Any high-performance failover setup should expect some time lapse between when the primary server is down and the secondary server is up, and start transitioning traffic over to the new LDAP server.
The exact time lapse can be vastly different from system to system, as it depends on a lot of factors, including vendor, design, network, machine capability, etc.
Siteminder can use CA LDAP as a policy store, user store and session store.
Any failover scenario recoveries under 60 seconds is considered reasonable, considering that the LDAP ping interval by default is at 30 seconds. 60 seconds is the longest round trip between last server heart bit check and the most recent one. On top of this, during failover, PS will need to rebind LDAP which is a very expensive operation.

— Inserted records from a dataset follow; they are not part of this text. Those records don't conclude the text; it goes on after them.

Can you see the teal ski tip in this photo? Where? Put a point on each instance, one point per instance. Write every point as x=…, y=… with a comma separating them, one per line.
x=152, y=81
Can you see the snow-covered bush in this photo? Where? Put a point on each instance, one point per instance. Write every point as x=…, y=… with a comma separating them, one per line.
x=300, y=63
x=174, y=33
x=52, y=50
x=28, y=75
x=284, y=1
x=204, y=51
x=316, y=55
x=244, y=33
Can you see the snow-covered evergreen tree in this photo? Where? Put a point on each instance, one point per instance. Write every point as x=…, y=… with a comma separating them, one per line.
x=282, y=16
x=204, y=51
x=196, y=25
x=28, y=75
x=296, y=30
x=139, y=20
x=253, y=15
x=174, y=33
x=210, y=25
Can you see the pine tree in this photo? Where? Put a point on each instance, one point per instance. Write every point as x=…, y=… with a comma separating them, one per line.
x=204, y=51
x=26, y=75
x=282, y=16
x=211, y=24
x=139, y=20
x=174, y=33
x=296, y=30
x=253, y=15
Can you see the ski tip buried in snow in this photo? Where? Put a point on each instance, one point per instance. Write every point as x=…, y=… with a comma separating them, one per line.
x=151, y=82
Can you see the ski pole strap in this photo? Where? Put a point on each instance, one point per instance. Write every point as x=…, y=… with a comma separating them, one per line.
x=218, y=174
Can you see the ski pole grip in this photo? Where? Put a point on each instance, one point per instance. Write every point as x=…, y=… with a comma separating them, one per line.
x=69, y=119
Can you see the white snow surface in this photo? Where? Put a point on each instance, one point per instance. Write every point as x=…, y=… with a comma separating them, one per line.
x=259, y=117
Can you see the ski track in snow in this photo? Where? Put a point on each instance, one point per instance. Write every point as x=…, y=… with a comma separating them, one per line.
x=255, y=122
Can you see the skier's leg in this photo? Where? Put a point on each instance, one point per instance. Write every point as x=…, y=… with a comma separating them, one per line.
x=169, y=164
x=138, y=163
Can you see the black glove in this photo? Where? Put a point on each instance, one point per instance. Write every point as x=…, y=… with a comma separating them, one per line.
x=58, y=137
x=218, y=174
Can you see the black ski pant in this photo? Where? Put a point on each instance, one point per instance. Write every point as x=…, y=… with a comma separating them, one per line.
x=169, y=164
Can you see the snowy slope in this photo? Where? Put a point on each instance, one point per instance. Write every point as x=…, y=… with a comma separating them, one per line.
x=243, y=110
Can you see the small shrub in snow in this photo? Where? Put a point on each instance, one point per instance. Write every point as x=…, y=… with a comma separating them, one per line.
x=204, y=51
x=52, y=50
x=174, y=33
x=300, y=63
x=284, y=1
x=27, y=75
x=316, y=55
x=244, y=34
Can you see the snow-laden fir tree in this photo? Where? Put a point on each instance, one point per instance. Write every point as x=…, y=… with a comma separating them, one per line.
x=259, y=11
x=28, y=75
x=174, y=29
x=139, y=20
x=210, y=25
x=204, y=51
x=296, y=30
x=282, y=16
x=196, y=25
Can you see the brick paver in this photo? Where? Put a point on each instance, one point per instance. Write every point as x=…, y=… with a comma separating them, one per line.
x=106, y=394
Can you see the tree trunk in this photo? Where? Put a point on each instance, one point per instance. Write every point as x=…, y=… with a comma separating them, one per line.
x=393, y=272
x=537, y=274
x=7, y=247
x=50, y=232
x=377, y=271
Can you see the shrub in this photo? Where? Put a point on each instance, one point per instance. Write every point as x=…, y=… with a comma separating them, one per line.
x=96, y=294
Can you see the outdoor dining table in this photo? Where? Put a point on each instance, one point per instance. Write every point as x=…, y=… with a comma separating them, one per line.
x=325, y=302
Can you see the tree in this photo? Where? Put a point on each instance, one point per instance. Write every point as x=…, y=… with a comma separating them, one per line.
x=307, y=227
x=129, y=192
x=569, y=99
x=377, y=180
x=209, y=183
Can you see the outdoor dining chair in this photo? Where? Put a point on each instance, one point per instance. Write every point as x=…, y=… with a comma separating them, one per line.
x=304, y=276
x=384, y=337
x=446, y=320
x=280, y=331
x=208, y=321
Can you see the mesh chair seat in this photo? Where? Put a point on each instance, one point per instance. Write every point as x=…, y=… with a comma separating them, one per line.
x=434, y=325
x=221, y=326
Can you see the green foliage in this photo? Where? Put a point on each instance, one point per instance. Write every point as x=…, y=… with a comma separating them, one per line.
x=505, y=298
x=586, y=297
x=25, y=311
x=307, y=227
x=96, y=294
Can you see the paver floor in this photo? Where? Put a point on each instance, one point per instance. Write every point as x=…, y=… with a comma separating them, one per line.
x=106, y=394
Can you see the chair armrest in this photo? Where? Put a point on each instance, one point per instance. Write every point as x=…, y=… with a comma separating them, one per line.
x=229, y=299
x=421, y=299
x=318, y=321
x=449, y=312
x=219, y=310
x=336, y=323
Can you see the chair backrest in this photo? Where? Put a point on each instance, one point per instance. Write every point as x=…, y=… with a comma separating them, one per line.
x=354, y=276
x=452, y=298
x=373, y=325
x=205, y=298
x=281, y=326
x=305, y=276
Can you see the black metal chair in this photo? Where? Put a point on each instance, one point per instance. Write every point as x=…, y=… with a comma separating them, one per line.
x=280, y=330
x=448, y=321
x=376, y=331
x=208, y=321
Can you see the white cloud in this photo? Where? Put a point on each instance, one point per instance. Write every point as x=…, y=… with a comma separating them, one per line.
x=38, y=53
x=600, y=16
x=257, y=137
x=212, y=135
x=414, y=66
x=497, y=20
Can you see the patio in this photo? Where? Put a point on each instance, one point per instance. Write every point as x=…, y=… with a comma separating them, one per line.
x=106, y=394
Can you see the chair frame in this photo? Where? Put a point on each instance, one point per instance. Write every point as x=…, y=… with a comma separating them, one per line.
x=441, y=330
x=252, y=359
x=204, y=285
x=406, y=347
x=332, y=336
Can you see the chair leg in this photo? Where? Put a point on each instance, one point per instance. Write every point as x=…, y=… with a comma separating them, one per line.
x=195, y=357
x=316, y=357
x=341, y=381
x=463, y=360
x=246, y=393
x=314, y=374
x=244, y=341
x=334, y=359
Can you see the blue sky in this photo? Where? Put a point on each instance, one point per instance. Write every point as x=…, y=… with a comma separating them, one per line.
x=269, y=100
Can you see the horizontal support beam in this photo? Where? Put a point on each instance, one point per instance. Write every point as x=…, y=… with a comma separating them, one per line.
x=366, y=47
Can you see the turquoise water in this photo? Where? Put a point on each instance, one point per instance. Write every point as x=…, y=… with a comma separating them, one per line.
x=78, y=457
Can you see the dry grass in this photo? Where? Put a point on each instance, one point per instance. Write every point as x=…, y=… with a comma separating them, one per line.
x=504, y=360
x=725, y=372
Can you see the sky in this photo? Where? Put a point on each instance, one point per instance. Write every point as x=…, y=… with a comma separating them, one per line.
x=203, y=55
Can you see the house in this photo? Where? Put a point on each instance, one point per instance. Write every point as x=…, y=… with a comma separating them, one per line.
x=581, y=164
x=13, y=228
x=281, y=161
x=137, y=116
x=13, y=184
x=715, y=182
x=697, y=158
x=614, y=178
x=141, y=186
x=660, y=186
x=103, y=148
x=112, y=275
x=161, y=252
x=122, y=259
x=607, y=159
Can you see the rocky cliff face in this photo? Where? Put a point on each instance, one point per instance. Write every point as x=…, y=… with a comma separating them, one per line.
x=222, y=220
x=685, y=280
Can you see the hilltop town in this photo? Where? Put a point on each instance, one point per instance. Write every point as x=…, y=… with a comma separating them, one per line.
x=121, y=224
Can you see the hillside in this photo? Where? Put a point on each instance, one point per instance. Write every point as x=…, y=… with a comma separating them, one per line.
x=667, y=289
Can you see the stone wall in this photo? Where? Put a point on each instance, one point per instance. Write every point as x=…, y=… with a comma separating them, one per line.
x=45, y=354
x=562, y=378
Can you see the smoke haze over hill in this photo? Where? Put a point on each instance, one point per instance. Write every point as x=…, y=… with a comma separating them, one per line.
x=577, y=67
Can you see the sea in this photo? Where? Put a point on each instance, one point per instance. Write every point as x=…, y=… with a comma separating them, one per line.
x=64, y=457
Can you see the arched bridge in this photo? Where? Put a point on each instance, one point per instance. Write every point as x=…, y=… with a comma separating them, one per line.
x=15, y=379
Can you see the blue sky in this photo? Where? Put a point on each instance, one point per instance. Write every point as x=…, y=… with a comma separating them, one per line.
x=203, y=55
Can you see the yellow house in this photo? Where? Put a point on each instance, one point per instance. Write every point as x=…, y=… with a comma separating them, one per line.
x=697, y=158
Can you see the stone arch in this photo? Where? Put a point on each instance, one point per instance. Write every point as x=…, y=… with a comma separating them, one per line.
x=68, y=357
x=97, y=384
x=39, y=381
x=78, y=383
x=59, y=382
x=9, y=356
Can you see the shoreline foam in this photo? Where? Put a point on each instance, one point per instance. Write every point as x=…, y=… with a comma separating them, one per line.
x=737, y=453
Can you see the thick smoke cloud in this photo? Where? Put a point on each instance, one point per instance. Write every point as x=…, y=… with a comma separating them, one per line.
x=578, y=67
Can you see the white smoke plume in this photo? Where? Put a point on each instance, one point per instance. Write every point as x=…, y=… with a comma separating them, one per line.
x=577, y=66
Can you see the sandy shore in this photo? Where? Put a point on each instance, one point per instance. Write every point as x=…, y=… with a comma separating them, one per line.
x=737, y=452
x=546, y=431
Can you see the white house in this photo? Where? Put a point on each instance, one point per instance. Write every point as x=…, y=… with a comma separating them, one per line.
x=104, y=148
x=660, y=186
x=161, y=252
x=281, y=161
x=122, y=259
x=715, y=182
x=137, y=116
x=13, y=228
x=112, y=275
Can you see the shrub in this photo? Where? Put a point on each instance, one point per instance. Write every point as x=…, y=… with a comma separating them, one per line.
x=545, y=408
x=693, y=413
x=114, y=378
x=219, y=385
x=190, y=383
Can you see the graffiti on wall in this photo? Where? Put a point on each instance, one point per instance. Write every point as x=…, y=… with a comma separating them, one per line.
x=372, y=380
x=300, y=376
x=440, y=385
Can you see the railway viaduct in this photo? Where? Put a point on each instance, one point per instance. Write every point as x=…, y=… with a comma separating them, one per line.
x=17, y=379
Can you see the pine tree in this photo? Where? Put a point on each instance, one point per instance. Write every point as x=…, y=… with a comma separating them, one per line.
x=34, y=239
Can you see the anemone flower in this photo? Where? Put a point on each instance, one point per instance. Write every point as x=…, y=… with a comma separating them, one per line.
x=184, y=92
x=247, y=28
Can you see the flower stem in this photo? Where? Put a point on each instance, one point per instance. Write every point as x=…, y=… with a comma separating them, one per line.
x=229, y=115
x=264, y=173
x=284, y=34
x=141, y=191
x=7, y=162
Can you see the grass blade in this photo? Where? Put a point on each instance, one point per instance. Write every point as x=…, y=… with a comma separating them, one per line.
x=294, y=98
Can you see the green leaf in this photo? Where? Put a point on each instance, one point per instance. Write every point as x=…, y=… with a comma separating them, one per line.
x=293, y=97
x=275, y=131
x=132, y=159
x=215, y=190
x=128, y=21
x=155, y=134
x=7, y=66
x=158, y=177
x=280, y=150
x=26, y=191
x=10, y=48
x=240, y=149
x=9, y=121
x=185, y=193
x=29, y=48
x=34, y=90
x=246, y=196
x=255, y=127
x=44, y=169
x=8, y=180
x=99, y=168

If the client uses CA Directory as a solution, they should double-check their CA Directory configuration, to ensure its configuration is optimized.
Check the CA Directory knowledge files to add "dsp-idle-time = 30" to each router DSA and "dsp-idle-time = 40" to each data DSA.
If there is no router DSA, then just set "dsp-idle-time = 30" to each data DSA in the knowledge files. Modify the CA Directory limits files-set maximum operation time to 60 seconds, with "set max-op-time = 60".
What this change does is to ensure that LDAP disconnects the idle socket connection, or a dead failover LDAP connection, when the time limit is reached.
By default, these idle connections in CA Directory are set at 600 seconds, which is waiting too long during failover incident.
Policy Server Guides -> Policy Server Configuration Guide -> User Directories -> LDAP Load Balancing and Failover
Thanks for this article.
We are using CA Directory as Authentication Store. I have few questions about connections between CA Policy Server & CA Directory.
1. Is there any option to customize ping interval from Policy server. (e.g. reducing ping interval from 30 to 5 sec)?
2. If the authentication TPS is for e.g. approximately 300, then 60 sec fail over is too long and will cause a lot of impact on in flight transactions during the time when policy server is failing over to other ca directory node. What is your view on this?
3. None of our authentication call exceeds even 1 second. A typical load balancer can have LDAP monitor setup where it can make heartbeat LDAP search query every second and upon 2 or 3 failure, it can mark down the node and failover to other active node. We have been told by CA that load balancer is not recommended between policy server & CA Directory. But not having LB between it cause too many in-flight transactions to fail. Would like to know your views on it.
4. You mentioned that rebind is an expensive operation from Policy server, can you explain bit more on it. I am not able to understand why it will be an expensive operation, it's just a bind call, isn't it.